Novanta residenti d'inverno e almeno 400/500 villeggianti d'estate. Si chiamano tutti per nome, anche ieri. Vengono da Roma e Pomezia, in particolare, per incastonarsi in questo paesino che sta tra i viadotti della Variante per Norcia e la nuova Salaria. Due file di case intorno alla vecchia Salaria e poi, sotto, un dedalo di sentieri e scale che si intrecciano alle cento abitazioni sul costone che degrada a valle, oggi ridotte a macerie.

IL GIARDINO
Soccorrere in questo contesto è un disastro nel disastro. Si incrociano i vigili del fuoco zuppi di sudore e coperti di polvere, frollini, seghe elettriche e martelli pneumatici in mano, i militari dell'esercito, personale del 118, poliziotti del reparto mobile. Scendono per i pochi stradelli praticabili, si inerpicano sulle macerie, scavano a gruppi di dieci. Da uno dei sentieri costeggiati dai meli sale una barella con una salma: la portano in otto, c'è poco spazio, bisogna essere in tanti, il telo sporco di sangue. Si fermano in cima al viottolo, stremati, liberano la bocca dalle mascherine. Sono diretti alla parte alta, al centro del paese dove è stata allestita una camera mortuaria a cielo aperto. I tetti, del resto, non ci sono più: spazzati via, implosi, crollati, scivolati. Le salme si allineano in un giardinetto triangolare, accanto alle altalene. La vita che si incrocia con la morte: saranno più di 25 i cadaveri passati da quel giardinetto.

 
LA FESTA
«Fatemeli portare via - implora Alessandra Marano, una donna arrivata da Roma con il marito, in piedi sul muretto, affacciata sulla ringhiera - ne ho quattro, non ho più una famiglia». Alessandra non ha occhi per piangere: ha perso i genitori, Corrado e Santina, il cognato Alberto Reitano e il nipote Tommaso, 16 anni. È un miracolo che parli. La sorella Patrizia è all'ospedale. Il padre, dializzato, non ha sentito niente: lo hanno estratto dalle macerie con i tubi ancora attaccati. Il terremoto non ha un'agenda né rispetto, spazza tutto. Spazza l'amore di Alberto e Patrizia che il 6 agosto proprio a Pescara del Tronto avevano festeggiato i 25 anni di matrimonio con una festicciola di paese. «Qui sono morti tutti i villeggianti. E i ragazzi. I vecchi invece sono tutti vivi. Non gli è bastato prendersi mio cognato e i miei genitori - dice Alessandra - almeno ci avesse lasciato il nipotino di zia».
Il destino di Tommaso, se possibile, è ancora più straziante. Il padre Alberto non vedendolo rincasare lo aveva chiamato verso le tre. «Dove sei, torna a casa». E si rimette a dormire. Tommaso si incammina: lo hanno trovato nella parte alta del paese, lungo la vecchia Salaria, sotto una parete crollata, insieme a una coetanea, Arianna Masciarelli, anche lei senza vita. Si vedevano solo le gambe di lui e di lei.
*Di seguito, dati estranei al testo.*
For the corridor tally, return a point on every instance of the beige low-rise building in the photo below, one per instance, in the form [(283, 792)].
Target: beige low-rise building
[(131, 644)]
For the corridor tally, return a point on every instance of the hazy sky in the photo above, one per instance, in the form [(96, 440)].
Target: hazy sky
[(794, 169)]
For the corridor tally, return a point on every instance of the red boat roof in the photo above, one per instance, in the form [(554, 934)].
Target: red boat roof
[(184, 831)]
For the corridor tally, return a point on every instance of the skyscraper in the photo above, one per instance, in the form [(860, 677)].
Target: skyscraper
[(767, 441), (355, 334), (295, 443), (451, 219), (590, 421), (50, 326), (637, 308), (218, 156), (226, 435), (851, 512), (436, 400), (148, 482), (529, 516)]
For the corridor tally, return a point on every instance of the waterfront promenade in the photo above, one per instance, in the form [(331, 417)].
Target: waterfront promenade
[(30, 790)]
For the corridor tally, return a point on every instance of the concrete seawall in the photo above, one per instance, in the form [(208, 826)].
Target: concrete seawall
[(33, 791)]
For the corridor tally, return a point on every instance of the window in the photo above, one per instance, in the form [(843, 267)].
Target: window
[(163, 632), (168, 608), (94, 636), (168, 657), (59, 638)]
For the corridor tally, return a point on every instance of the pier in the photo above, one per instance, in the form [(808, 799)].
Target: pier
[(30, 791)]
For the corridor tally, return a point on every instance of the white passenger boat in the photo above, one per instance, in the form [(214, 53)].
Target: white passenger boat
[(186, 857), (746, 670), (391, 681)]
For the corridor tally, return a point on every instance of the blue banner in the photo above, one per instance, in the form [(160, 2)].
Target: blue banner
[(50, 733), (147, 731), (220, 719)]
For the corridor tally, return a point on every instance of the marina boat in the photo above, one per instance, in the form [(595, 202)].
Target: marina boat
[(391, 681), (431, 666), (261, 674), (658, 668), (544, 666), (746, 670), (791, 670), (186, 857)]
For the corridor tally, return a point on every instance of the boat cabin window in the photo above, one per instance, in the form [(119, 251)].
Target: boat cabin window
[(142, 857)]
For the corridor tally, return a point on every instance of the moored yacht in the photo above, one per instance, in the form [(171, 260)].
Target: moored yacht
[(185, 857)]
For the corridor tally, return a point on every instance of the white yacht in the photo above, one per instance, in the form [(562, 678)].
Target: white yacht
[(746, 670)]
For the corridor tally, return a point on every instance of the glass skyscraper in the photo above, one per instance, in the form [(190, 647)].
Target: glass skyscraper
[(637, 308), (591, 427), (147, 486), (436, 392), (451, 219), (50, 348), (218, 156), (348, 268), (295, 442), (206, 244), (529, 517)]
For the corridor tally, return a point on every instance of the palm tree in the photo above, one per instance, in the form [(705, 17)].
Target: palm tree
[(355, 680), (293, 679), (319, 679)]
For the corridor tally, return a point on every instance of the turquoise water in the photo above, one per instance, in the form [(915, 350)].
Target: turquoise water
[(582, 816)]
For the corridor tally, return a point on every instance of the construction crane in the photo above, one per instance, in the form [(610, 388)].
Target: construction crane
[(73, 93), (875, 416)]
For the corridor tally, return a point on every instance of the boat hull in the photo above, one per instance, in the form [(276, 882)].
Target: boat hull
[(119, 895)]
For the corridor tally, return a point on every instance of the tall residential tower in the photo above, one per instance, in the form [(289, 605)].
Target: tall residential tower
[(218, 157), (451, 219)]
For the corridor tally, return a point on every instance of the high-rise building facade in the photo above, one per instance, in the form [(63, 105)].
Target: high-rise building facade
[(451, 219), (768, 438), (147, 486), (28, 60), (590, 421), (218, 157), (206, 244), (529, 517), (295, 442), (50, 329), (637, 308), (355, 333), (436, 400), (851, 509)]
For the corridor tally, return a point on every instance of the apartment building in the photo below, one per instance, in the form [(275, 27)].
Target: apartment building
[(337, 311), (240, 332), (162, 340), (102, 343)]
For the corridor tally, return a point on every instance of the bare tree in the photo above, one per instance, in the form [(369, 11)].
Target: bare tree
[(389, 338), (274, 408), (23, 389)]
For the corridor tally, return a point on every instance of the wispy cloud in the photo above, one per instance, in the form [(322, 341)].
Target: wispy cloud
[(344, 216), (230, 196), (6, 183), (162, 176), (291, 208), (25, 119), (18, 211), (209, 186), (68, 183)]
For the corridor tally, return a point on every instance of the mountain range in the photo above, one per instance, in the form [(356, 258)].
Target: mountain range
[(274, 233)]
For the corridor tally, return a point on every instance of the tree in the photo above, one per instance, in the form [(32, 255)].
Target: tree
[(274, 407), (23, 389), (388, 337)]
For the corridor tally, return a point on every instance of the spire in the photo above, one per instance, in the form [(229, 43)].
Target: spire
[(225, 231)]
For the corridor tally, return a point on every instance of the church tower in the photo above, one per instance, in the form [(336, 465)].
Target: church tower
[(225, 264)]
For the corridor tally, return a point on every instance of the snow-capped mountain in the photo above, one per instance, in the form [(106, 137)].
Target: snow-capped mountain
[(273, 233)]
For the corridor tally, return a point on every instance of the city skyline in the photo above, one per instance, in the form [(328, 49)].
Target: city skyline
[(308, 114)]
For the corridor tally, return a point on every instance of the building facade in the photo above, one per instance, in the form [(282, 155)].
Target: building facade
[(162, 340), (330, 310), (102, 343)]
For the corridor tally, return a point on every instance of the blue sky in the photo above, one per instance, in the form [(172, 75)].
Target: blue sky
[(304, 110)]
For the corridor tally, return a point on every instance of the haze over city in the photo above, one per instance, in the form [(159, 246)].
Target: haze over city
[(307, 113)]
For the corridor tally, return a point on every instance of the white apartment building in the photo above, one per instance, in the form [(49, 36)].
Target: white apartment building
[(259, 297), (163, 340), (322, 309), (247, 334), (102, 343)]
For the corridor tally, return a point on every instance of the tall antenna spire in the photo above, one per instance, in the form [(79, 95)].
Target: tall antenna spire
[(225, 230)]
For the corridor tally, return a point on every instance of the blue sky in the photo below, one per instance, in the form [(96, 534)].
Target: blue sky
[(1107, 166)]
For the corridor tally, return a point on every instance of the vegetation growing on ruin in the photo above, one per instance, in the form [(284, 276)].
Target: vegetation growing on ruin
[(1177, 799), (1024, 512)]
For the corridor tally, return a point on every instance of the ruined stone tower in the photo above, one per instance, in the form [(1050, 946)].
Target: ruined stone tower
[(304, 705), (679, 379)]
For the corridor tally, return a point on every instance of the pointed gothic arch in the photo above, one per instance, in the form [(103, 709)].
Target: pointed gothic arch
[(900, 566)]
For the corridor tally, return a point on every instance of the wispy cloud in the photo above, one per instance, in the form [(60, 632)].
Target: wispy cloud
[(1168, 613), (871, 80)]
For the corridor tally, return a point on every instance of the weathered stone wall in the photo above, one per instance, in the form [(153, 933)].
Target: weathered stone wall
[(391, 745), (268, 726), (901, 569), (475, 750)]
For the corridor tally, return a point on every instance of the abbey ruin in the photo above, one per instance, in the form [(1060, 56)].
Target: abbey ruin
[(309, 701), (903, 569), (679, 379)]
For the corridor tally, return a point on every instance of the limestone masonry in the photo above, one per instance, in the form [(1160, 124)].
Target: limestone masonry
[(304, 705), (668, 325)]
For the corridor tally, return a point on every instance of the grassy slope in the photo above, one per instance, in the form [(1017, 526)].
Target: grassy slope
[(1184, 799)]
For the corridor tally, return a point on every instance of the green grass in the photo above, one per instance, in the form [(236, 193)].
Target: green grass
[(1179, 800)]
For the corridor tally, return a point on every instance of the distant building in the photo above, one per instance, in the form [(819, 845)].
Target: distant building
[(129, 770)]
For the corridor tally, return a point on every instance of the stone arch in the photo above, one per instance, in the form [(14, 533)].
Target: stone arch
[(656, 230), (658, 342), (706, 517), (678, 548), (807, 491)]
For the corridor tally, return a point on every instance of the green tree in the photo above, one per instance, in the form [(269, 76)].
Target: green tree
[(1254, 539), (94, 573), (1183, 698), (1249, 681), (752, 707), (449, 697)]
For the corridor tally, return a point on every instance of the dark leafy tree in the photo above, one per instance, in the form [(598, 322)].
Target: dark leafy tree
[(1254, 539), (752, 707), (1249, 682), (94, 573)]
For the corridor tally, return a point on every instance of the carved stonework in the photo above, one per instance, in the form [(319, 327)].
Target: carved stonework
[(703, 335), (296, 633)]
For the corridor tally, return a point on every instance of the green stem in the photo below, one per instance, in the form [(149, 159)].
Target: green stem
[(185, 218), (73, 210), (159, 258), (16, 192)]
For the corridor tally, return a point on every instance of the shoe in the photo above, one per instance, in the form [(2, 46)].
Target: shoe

Sopra, fino a poche ore prima del disastro scorreva tutto col ritmo lento di sempre. «Eravamo tutti al circolo ieri sera - dice Domenico Leonardi, 60 anni, taglialegna - stavamo lì, tra una partita a carte e le chiacchiere di tutte le sere». Per i tanti romani seguire la Magica nei preliminari di Champions è il minimo. «La tv era fuori dal circolo, in una casa vicina. Saremo stati una cinquantina tra tutti. Poi ci siamo fatti due birrette e verso le due sono tornato a casa».
Perché al paese è normale tirare tardi, anche per i ragazzi. Che pericolo può esserci. Per tornare a casa, Domenico è passato davanti a quello che diventerà il giardinetto dei morti ed è passato oltre. «Io sto a 300/400 metri da qui, in confronto a loro sto alle Seychelles - spiega- quando abbiamo sentito questo disastro. Io e mia moglie siamo riusciti a uscire in qualche modo, le nostre case hanno riportato dei danni e crepe ma sono rimaste in piedi. Abbiamo cercato i vicini, anche casa loro era in piedi: abbiamo sfondato delle porte che non si aprivano».
 
LA FONTE
Poi è venuto verso il paese, verso il giardinetto. «Era già andata via la luce, ma non credevo ai miei occhi: non c'erano più le case, ho visto la strada spaccata e ho capito che era successo un disastro». Una delle poche case rimaste in piedi, tra alcune crepe e calcinacci, prima della fonte, è di un imprenditore che non vuole dare il nome. «È in piedi certo, ma dentro è un disastro. Siamo usciti con mia moglie, abbiamo portato mia suocera che non poteva muoversi con la sedia. Poi ho cercato di aiutare tutti: abbiamo salvato diversi bambini. Ma i soccorsi sono arrivati tardi. Io lo dicevo: guardate che è un disastro. Verso le 7 se ne sono accorti e sono arrivati in tanti».